Cannabis activist Jodie Emery gets mixed reactions after smoking on BC Ferry

BC Ferries does not allow smoking on its boats, terminals

On Sunday evening, cannabis activist Jodie Emery shared a photo of herself smoking aboard BC Ferries on Instagram. She captioned the photo: “Smoke on the water… high on the high seas! It’s a west coast tradition out here in B.C.”

The responses from her followers were positive, but the post was also shared to her Twitter account where it received mixed reviews.

Someone replied to Emery’s tweet and asked: “Aren’t @BCFerries smoke free?” BC Ferries responded to that comment saying the ferries and terminals are indeed smoke free and that if someone is seen smoking on the ferry, the crew should be notified.

The replies to Emery’s tweet indicated that other BC Ferries users don’t agree that smoking on the ferry is a west coast tradition. Many Twitter comments showed outrage and called for Emery to be banned from BC Ferries.

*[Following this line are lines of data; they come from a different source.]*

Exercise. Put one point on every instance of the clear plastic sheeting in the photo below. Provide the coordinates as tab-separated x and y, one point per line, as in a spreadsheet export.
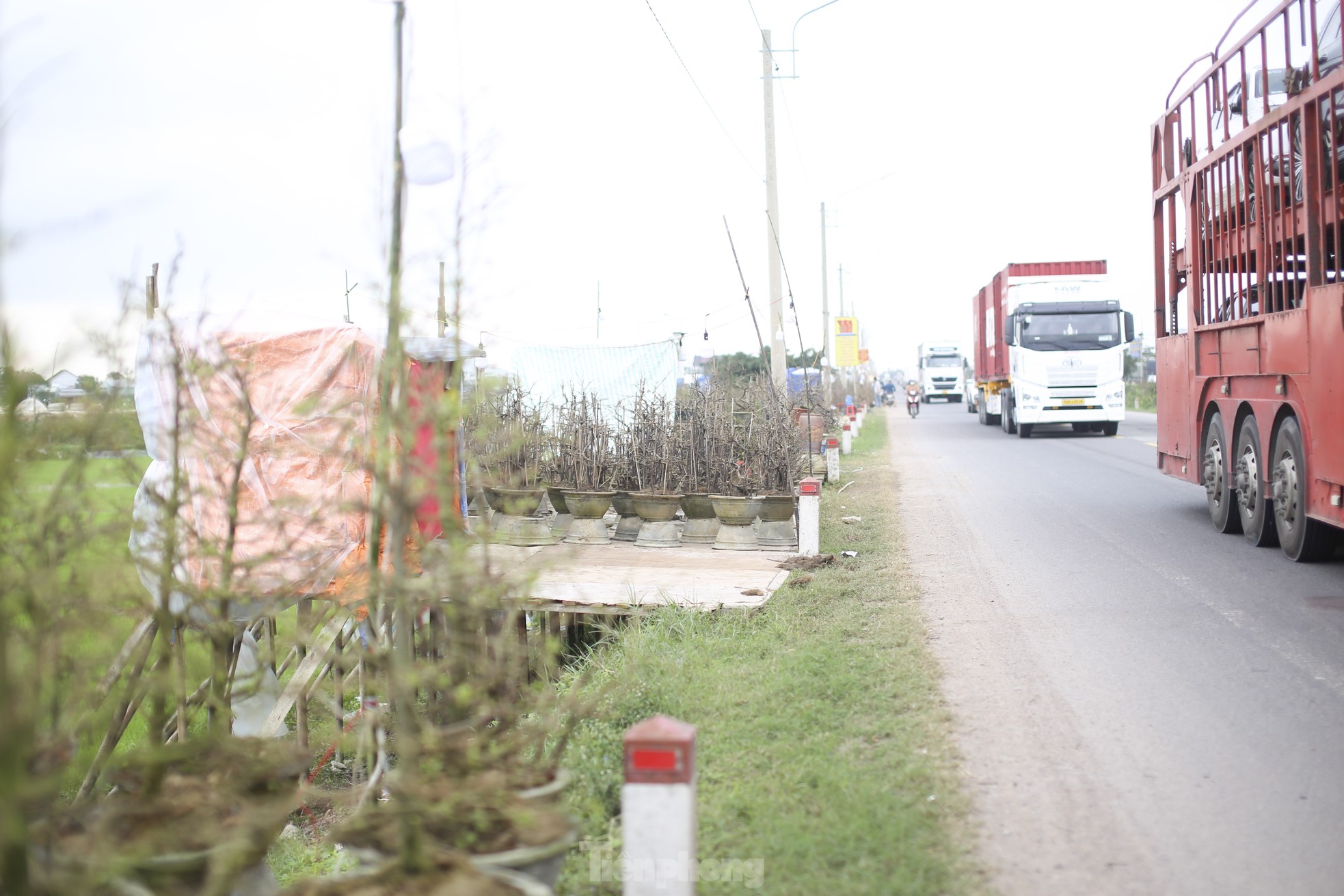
275	418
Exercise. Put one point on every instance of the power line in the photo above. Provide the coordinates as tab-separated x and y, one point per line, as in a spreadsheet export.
708	105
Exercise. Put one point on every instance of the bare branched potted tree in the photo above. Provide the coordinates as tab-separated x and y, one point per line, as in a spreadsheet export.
585	467
658	472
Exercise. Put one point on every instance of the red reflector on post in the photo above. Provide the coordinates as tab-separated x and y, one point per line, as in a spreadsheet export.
654	759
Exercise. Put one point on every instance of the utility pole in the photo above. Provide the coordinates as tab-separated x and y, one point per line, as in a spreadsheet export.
779	363
826	308
442	304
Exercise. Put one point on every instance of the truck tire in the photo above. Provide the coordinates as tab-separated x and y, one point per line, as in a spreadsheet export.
1257	511
1215	478
1302	538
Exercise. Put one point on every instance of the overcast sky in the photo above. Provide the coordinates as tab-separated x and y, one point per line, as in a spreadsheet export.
945	140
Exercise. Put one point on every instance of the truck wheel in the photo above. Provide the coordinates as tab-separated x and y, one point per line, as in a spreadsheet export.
1249	480
1217	483
1302	538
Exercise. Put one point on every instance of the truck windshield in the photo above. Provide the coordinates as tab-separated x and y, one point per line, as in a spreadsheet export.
1070	332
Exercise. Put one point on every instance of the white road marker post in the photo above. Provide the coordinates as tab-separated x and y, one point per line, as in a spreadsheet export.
832	460
809	516
658	809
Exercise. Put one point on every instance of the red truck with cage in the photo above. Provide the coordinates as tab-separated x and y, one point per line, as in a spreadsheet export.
1248	164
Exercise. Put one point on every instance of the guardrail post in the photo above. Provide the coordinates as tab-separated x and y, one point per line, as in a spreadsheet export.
832	460
809	516
658	809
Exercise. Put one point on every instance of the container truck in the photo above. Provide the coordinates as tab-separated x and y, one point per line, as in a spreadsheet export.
1050	349
1249	281
941	371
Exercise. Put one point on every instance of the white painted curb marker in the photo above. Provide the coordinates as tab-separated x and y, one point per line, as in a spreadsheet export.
809	516
658	809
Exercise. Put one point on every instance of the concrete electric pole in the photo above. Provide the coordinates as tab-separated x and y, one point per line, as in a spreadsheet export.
779	363
826	310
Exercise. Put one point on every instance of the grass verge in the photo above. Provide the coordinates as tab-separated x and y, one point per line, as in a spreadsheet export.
823	744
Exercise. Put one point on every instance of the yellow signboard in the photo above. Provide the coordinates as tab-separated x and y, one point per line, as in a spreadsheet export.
847	342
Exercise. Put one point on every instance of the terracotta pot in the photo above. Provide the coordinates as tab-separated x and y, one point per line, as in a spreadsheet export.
628	527
588	506
556	496
550	790
736	509
776	508
697	506
543	863
516	502
656	508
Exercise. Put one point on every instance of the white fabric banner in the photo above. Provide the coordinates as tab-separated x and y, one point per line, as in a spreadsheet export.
613	374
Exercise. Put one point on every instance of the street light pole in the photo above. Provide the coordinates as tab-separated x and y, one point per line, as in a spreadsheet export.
779	363
826	308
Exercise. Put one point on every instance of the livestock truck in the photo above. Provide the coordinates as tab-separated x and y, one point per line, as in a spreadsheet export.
940	371
1248	164
1050	349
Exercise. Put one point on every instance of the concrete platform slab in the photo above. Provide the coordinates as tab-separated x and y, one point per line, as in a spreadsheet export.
620	577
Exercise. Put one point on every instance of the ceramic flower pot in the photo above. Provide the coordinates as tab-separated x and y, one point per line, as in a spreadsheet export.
562	519
776	508
543	861
658	528
628	527
588	508
702	527
777	530
736	515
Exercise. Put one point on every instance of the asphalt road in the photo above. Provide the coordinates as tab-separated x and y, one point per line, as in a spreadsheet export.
1143	704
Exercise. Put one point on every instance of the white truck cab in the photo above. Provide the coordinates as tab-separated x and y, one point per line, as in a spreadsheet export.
1066	347
941	371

Other comments voiced support for Emery, saying that lots of people smoke on the ferry as long as no one else is around.

BC Ferries executive director Deborah Marshall says this is a reminder to all passengers that BC Ferries is a smoke-free environment. She says that the smoke-free policy is a health and wellness initiative that applies to all substances including marijuana, tobacco and vape.

Marshall wasn’t aware of Emery’s tweet, but says that if an employee notices someone smoking or is alerted to the fact that someone is smoking, they’ll simply ask the passenger to extinguish the substance.

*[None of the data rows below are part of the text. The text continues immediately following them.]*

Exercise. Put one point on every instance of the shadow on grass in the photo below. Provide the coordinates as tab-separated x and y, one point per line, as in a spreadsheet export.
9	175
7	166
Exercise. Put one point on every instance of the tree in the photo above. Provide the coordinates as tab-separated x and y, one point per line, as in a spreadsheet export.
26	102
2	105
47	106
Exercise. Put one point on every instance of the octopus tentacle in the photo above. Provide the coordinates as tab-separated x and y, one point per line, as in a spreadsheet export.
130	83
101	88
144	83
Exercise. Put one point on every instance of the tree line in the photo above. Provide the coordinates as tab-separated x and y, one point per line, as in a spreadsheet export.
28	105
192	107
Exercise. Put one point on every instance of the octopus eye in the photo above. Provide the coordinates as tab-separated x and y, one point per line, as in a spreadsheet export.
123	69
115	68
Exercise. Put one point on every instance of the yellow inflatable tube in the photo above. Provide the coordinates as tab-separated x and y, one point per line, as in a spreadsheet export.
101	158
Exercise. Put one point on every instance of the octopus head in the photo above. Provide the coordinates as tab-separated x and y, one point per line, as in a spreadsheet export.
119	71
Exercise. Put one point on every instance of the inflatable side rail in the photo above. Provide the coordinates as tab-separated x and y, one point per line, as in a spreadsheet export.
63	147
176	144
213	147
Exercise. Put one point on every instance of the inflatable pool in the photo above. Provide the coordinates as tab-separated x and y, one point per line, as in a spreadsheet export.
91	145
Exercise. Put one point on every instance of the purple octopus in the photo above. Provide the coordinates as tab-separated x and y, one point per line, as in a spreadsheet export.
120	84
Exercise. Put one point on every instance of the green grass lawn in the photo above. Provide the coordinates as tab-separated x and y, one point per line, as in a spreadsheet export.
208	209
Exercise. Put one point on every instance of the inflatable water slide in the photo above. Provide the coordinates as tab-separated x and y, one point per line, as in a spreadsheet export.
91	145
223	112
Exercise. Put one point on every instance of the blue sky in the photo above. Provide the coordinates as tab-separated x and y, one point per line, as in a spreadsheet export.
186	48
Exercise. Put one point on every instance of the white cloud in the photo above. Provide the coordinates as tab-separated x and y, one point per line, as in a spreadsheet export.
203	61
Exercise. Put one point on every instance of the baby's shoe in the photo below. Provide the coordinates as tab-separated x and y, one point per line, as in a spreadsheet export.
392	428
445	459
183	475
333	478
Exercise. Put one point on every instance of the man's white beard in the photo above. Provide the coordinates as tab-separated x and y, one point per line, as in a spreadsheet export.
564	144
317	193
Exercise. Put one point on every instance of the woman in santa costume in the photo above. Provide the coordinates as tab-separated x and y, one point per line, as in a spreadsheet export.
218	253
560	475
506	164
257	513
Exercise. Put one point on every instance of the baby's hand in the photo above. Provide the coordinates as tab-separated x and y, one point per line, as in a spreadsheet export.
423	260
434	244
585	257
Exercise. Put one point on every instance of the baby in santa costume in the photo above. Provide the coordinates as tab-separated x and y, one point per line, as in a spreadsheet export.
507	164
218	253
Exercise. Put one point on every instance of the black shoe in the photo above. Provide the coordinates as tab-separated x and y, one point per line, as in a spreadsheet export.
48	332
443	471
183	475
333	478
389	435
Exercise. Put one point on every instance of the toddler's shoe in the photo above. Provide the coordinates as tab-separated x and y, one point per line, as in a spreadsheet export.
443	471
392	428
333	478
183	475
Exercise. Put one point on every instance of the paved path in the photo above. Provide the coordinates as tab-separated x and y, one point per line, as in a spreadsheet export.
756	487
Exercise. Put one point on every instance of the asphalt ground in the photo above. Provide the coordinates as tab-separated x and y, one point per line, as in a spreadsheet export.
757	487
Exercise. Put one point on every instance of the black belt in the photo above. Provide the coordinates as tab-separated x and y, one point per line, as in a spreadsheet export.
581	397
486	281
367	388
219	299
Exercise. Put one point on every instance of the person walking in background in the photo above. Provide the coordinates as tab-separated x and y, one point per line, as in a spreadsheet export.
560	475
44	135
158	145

No one will be banned from the ferry for smoking, she says, because BC Ferries views the situations as opportunities to educate and politely remind people about their smoke-free policy.

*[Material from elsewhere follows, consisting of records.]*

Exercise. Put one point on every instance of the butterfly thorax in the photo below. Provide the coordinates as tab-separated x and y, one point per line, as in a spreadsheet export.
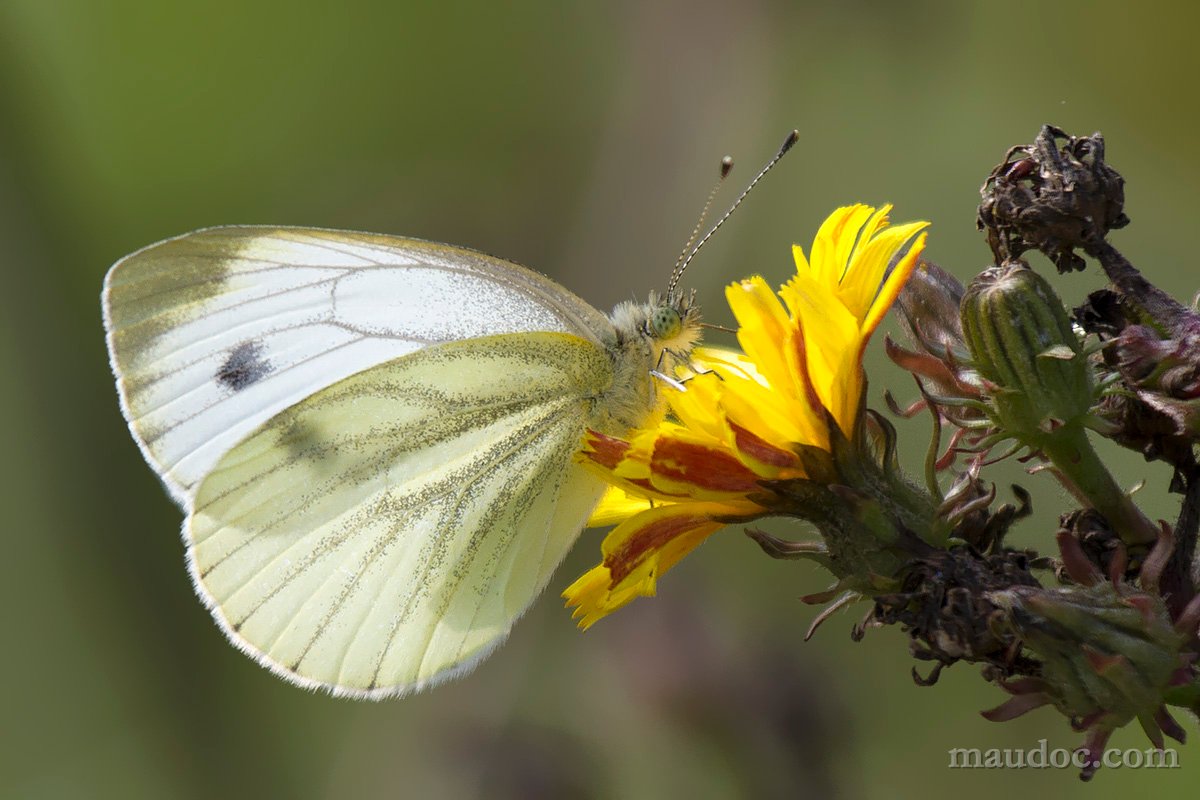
653	337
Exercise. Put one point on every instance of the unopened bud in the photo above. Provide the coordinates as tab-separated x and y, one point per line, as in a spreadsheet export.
1023	342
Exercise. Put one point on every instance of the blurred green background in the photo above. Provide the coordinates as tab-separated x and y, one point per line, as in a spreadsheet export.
577	138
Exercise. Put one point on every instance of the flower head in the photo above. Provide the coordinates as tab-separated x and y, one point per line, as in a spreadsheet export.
744	419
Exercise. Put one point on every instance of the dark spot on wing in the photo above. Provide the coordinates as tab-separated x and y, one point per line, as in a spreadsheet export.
244	366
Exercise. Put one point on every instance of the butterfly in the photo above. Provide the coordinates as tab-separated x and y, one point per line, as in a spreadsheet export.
373	438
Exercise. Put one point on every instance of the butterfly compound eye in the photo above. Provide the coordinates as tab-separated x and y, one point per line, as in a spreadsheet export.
665	323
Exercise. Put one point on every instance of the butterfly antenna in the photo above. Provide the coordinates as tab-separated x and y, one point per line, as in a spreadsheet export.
726	167
792	138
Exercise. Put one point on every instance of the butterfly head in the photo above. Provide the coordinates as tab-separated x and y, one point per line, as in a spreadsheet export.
671	325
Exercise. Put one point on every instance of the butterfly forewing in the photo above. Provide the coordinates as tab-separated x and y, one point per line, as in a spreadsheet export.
387	531
214	332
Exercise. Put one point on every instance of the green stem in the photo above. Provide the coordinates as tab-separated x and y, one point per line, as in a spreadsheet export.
1069	450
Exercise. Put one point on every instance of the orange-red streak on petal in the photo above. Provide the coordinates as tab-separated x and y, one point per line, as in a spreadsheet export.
761	450
701	467
605	450
651	539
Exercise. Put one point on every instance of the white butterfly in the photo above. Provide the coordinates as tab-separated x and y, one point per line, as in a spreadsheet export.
373	438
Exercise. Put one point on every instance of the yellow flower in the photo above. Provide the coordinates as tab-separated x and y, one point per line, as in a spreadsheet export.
741	419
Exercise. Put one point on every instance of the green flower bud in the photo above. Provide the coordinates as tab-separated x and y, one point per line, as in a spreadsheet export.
1039	385
1023	342
1109	655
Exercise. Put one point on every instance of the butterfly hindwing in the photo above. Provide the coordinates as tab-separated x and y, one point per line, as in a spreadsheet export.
385	531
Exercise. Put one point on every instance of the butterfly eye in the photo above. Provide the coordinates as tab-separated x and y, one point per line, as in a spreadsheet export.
665	323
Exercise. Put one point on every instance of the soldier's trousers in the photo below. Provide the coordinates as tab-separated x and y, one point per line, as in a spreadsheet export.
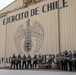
24	64
74	65
13	64
29	64
70	65
34	64
18	65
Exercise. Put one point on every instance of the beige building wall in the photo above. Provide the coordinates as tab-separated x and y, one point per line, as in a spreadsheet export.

READ ALSO: Sooke-area Scouts Jamboree expected to cause BC ferry travel congestion

The smoke-free policy is about a year-and-a-half old now as it was implemented in January 2018. In that time, there have been very few reports of issues on the ferries, Marshall explains. If anything, people are unaware of the policy and most passengers are respectful when they’re told, she says.

“Society has changed in the past 20 years,” says Marshall. “People used to smoke everywhere, but people are more aware now.”

Marshall doesn’t see the polite reminders to passengers who smoke becoming harsher responses in the future.

“[BC Ferries] simply wants to educate people that this is a smoke-free environment.”